/scEMAIL

Universal and Source-free Annotation Method for scRNA-seq Data with Novel Cell-type Perception

Primary LanguagePython

scEMAIL

Universal and Source-free Annotation Method for scRNA-seq Data with Novel Cell-type Perception

Current cell-type annotation tools offor single-cell RNA sequencing (scRNA-seq) data mainly utilize well-annotated source data to help identify cell types in target data. However, on account of privacy preservation, their requirements for raw source data may not always be satisfied. In this case, achieving feature alignment between source and target data explicitly is impossible. Additionally, these methods are barely able to discover the presence of novel cell types.

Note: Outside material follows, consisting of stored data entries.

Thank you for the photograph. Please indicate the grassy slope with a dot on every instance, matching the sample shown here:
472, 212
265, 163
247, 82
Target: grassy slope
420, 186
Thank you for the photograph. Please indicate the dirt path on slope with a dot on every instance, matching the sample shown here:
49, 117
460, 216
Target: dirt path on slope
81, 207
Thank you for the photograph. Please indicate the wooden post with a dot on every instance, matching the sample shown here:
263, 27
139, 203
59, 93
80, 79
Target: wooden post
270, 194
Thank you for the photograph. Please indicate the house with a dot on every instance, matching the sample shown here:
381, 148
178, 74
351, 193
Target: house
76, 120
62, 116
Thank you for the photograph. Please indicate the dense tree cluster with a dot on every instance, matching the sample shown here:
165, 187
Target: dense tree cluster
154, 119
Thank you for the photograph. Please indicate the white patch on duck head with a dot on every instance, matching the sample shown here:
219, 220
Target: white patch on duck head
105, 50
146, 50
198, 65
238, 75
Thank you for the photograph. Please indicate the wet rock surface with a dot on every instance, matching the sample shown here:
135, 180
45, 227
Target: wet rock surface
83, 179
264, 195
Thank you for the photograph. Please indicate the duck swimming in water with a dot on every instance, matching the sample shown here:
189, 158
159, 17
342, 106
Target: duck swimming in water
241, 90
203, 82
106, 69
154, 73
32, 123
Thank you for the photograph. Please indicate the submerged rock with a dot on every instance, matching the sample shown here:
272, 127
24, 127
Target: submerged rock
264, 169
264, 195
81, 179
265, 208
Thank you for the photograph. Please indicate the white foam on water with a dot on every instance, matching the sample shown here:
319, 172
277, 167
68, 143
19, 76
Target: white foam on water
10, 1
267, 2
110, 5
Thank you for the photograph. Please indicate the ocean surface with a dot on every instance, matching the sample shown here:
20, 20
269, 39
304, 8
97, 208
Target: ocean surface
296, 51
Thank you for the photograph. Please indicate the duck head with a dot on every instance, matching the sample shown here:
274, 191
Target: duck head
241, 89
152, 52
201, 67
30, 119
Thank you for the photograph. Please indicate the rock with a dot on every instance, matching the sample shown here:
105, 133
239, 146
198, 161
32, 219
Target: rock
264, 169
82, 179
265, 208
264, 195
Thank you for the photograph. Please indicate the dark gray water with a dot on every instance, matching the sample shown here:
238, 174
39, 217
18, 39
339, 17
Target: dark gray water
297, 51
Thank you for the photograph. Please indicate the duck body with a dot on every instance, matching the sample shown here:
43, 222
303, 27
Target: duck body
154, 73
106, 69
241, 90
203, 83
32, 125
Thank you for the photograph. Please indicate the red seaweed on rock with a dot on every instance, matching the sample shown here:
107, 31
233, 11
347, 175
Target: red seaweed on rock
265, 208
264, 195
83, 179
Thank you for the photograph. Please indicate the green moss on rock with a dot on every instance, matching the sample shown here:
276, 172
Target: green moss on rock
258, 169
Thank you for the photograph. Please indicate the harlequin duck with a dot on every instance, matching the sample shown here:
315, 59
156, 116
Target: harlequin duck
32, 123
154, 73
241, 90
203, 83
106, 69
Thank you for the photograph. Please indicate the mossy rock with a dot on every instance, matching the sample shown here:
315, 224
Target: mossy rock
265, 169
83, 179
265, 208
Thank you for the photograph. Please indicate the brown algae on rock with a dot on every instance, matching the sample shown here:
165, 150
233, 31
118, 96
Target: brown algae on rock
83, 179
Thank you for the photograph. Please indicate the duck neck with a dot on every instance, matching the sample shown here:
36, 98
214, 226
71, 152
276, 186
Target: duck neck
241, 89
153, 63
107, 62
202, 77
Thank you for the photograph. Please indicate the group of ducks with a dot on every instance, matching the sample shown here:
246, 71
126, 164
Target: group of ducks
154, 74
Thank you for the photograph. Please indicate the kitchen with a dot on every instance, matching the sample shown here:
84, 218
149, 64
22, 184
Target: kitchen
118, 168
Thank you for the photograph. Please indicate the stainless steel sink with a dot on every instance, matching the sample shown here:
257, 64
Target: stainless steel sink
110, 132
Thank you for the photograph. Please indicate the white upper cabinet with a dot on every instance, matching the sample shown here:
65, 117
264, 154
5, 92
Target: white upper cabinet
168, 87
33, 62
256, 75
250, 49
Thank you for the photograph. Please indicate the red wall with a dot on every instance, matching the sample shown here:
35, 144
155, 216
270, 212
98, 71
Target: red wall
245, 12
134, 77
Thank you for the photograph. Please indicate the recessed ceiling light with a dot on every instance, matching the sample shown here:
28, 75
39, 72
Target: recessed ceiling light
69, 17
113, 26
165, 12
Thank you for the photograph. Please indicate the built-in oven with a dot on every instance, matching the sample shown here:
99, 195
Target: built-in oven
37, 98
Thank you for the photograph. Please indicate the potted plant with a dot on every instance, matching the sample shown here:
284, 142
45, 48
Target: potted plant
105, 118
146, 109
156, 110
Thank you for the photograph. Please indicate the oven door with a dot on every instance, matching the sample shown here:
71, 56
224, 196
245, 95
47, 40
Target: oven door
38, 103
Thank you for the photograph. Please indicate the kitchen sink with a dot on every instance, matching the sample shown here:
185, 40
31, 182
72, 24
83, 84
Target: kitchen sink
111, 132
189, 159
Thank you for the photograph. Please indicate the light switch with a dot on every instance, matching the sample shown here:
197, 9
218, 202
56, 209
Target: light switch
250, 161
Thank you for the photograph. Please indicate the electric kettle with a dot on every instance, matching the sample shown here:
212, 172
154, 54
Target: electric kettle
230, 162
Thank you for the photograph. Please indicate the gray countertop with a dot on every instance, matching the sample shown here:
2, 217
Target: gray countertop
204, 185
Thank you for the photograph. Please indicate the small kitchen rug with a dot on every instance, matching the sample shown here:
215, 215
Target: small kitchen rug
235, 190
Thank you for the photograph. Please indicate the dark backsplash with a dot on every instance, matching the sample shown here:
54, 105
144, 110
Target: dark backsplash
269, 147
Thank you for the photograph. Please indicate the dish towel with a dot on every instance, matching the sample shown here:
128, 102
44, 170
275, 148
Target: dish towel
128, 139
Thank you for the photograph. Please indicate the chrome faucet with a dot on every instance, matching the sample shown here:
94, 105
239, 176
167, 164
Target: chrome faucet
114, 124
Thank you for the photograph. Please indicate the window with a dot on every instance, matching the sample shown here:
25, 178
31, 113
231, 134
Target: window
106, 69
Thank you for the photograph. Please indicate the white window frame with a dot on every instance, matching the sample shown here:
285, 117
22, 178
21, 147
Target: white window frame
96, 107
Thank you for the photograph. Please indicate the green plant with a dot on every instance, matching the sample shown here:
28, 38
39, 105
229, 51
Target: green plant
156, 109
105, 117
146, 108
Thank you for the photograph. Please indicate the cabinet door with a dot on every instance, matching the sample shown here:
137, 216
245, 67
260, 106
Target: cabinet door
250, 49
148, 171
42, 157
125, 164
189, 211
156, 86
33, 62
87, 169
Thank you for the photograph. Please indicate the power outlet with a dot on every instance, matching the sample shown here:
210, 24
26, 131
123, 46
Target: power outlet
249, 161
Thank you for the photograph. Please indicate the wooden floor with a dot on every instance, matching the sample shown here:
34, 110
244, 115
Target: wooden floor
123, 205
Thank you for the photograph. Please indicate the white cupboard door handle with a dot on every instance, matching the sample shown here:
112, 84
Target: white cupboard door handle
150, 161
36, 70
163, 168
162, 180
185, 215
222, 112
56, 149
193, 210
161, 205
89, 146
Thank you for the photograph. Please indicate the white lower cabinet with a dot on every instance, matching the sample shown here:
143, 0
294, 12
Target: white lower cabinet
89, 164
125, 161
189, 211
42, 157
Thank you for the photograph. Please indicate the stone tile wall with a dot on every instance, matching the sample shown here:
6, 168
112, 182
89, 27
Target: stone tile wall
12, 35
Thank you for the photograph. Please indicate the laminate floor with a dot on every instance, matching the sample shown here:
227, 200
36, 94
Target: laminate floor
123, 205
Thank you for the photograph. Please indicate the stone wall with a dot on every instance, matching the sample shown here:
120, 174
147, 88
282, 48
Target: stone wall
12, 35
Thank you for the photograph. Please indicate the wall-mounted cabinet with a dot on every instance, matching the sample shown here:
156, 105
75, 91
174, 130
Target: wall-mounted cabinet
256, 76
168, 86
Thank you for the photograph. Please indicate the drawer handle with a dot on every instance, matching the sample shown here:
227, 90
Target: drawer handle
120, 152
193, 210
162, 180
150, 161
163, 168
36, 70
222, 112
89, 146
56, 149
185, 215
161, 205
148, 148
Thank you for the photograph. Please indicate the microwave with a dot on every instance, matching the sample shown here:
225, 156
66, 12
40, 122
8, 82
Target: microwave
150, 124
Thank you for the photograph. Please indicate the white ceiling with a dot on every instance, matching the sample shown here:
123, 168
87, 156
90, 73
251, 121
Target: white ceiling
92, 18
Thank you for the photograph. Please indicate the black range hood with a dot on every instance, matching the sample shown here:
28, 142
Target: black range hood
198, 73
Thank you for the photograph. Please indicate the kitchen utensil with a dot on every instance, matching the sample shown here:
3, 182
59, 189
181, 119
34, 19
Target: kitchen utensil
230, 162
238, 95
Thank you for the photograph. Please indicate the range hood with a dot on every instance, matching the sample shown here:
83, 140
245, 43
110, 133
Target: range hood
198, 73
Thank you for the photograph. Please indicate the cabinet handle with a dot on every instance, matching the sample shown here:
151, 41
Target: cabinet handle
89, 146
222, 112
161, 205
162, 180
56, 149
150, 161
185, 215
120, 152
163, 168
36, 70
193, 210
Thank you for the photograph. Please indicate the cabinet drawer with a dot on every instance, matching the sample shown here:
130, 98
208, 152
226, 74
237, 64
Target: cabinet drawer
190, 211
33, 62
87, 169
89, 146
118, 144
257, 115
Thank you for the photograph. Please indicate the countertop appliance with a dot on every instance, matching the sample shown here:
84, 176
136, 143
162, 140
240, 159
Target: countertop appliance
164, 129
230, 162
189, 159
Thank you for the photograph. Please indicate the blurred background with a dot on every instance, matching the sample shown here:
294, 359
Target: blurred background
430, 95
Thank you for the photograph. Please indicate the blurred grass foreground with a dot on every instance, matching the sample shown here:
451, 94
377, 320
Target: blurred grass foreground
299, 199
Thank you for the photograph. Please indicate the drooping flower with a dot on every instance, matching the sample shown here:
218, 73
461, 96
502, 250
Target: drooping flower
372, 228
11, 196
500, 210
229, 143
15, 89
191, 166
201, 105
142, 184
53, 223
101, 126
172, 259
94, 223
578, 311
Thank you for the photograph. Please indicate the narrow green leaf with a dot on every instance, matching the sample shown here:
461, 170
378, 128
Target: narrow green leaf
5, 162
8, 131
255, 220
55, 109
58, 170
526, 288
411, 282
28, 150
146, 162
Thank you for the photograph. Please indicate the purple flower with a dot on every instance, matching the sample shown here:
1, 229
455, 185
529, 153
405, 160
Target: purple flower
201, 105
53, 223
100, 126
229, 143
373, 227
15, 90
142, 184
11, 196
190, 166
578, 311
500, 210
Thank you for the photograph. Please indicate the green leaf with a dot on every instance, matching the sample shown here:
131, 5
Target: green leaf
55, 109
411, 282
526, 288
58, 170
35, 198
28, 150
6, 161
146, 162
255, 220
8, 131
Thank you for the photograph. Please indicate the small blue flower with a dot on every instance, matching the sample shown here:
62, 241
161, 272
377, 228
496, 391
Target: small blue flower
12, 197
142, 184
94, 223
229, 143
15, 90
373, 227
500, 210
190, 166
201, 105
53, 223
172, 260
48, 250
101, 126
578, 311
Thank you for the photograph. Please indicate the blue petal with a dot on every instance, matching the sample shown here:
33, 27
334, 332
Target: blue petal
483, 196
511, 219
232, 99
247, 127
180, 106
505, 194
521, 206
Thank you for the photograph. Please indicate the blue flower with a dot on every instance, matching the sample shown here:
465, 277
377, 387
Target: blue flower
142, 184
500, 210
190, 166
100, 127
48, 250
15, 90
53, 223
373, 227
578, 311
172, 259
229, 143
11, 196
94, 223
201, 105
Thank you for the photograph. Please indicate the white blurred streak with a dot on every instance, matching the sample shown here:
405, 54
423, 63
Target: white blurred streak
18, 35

A subjective threshold is often selected by users to detect novel cells. We propose a universal annotation framework for scRNA-seq data called scEMAIL, which automatically detects novel cell types without accessing source data during adaptation. For new celltype identification, a novel cell-type perception module is designed with three steps. First, an expert ensemble system measures uncertainty of each cell from three complementary aspects. Second, based on this measurement, bimodality tests are applied to detect the presence of new cell types. Third, once assured of their presence, an adaptive threshold via manifold mixup partitions target cells into “known” and “unknown” groups. Model adaptation is then conducted to alleviate the batch effect. We gather multi-order neighborhood messages globally and impose local affinity regularizations on “known” cells. These constraints mitigate wrong classifications of the source model via reliable self-supervised information of neighbors. scEMAIL is accurate and robust under various scenarios in both simulation and real data. It is also flexible to be applied to challenging single-cell ATAC-seq data without loss of superiority.



For more information, please refer to https://doi.org/10.1016/j.gpb.2022.12.008

Reference

Wan, H., Chen, L., & Deng, M. (2023). scEMAIL: Universal and Source-free Annotation Method for scRNA-seq Data with Novel Cell-type Perception. Genomics, Proteomics & Bioinformatics.